Jetzt würde ich den Code, der innerhalb der IF-Blöcke steht vielleicht per include einbinden. Allerdings gibts da ein Problem: Ich instantiiere in meinem JSP ein Objekt und dieses Objekt nutze ich in den IF-Blöcken. 

Dazu meine Fragen:
1. Kann ich beim include eine Referenz auf das Objekt mit übergeben?
2. Was kann man allgemein machen um ein JSP übersichtlicher zu gestalten?


----------



## WeirdAl (30. Jun 2007)

Hi,
um den Code deiner JSP übersichtlicher zu gestalten kannst Du zb.:
- CSS Definitionen komplett in eine CSS Datei auslagern
- Includes nutzen, dort wo es angebracht ist
- Deine If/Else Blöcke sind Anzeichen davon, dass Du Logik in die View gebaut hast. Evtl kannst Du eine Bean nutzen, die dir das richtige Objekt zurückliefert bzw. die Behandlung der If/Else Blöcke für dich übernimmt. (Generell: Schau das Du so wenig Logik wie möglich in den JSPs hast und diese stattdessen in Beans "auslagerst").

Cu
Alex


----------



## 0001001 (30. Jun 2007)

Hallo,

erstmal danke für deine Antwort!
Es ist richtig, im JSP steckt im Moment die gesamte Logik. Die würde ich gerne auslagern, allerdings müsste ich dazu dieses Objekt übergeben können. Nur wie übergebe ich einem JavaBean ein Objekt?


----------



## Halunken-Joe (30. Jun 2007)

0001001 hat gesagt.:
			
		

> Nur wie übergebe ich einem JavaBean ein Objekt?

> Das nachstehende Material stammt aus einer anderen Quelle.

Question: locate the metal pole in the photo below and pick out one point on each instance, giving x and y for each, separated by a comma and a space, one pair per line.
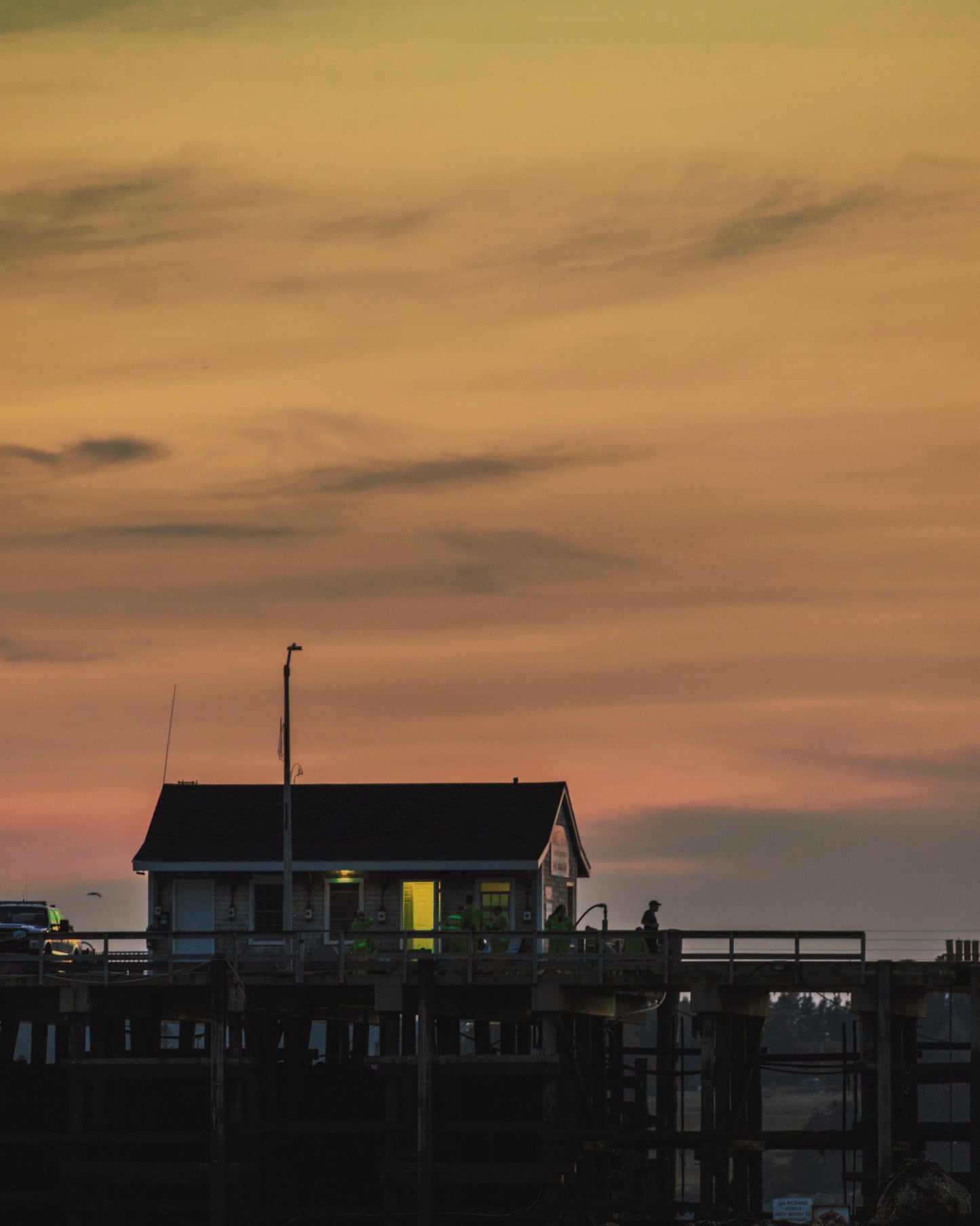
287, 799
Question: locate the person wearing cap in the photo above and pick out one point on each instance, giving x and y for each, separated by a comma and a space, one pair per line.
651, 925
361, 923
559, 921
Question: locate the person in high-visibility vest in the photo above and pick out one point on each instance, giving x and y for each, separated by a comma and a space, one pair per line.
559, 921
472, 920
499, 923
454, 923
361, 923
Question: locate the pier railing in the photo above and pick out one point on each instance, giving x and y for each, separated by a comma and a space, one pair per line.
343, 957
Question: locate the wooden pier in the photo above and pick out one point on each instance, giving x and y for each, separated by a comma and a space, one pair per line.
183, 1086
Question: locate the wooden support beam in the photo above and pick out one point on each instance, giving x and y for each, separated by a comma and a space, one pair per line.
217, 1054
884, 1074
708, 1040
38, 1042
975, 1084
427, 1042
753, 1028
869, 1033
665, 1090
724, 1022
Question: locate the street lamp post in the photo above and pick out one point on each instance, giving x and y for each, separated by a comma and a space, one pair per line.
287, 799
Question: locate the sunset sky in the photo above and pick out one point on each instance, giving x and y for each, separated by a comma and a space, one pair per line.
591, 390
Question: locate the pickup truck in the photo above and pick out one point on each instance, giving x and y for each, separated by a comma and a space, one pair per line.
27, 927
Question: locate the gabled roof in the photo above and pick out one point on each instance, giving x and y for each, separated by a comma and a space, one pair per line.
357, 826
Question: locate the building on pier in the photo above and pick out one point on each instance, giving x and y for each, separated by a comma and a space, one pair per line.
406, 854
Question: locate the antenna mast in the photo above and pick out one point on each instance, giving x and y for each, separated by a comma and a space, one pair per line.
287, 799
170, 730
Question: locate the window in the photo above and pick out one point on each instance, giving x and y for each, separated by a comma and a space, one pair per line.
267, 908
495, 894
343, 902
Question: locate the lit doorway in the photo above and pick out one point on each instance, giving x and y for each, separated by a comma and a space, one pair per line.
419, 911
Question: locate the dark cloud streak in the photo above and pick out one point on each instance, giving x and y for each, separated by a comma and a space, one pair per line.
86, 454
437, 472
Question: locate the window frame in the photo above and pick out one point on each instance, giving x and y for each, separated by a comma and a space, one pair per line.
511, 893
338, 881
258, 938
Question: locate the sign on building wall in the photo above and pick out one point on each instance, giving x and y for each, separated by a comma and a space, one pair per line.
793, 1209
560, 852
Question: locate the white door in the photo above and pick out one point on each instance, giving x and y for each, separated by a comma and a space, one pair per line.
194, 911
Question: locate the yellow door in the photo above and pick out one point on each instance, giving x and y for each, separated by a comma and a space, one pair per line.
419, 911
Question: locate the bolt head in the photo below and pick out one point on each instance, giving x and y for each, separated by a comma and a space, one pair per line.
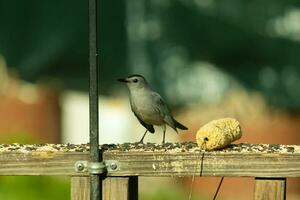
80, 166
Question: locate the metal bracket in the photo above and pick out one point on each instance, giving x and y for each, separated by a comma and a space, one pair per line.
96, 167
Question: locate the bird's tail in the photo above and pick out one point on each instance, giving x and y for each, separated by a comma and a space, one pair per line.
180, 126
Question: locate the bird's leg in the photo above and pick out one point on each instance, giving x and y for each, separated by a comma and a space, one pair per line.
164, 133
141, 141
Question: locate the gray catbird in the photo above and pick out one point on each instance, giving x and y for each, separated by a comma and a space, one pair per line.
148, 106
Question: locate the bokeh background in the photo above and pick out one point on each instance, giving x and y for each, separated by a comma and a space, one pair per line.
209, 59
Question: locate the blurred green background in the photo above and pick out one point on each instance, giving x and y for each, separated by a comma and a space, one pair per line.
207, 58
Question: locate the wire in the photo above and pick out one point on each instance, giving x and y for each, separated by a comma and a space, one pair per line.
193, 178
219, 186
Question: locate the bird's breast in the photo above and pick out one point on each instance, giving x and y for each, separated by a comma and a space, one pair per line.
146, 111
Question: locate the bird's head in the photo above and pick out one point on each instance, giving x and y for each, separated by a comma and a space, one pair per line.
134, 81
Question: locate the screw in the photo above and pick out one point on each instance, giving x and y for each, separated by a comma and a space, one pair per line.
80, 166
113, 166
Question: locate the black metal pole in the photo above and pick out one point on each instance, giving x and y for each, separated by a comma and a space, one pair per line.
96, 183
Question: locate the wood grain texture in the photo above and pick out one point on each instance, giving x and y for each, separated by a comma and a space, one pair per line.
120, 188
41, 163
213, 164
164, 161
270, 189
80, 188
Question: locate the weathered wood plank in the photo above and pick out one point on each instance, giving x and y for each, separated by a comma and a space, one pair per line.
80, 188
41, 163
270, 189
155, 160
214, 164
121, 188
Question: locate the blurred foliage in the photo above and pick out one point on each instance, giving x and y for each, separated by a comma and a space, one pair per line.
21, 137
255, 42
34, 187
169, 193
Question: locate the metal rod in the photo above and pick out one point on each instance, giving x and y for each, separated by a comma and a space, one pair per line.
96, 183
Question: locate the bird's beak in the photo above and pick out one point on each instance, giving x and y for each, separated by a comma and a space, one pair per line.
123, 80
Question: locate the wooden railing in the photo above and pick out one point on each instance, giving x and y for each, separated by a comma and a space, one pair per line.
268, 164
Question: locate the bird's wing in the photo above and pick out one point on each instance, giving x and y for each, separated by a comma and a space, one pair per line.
149, 127
163, 109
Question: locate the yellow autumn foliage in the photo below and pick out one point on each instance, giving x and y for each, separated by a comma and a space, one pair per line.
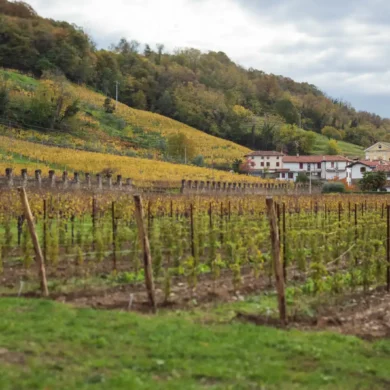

Ganz normal, einfach übergeben - genauso wie Du es auch mit einem String oder einem Int machen würdest. Die Bean muß natürlich genau so ein Objekt erwarten.


----------



## RaoulDuke (30. Jun 2007)

Um Darstellung und Anwendungslogik sauber zu Trennen könnte dir ein MVC Framework helfen. Vielleicht solltest du dich mal mit Struts beschäftigen.

Hier ein paar Links die dir helfen könnten:

http://de.wikipedia.org/wiki/Model_View_Controller

http://de.wikipedia.org/wiki/Struts

Ein gutes Tutorial finde ich gerade auf die Schnelle nicht, sollte sich aber mit ein bischen Suchen finden lassen.


----------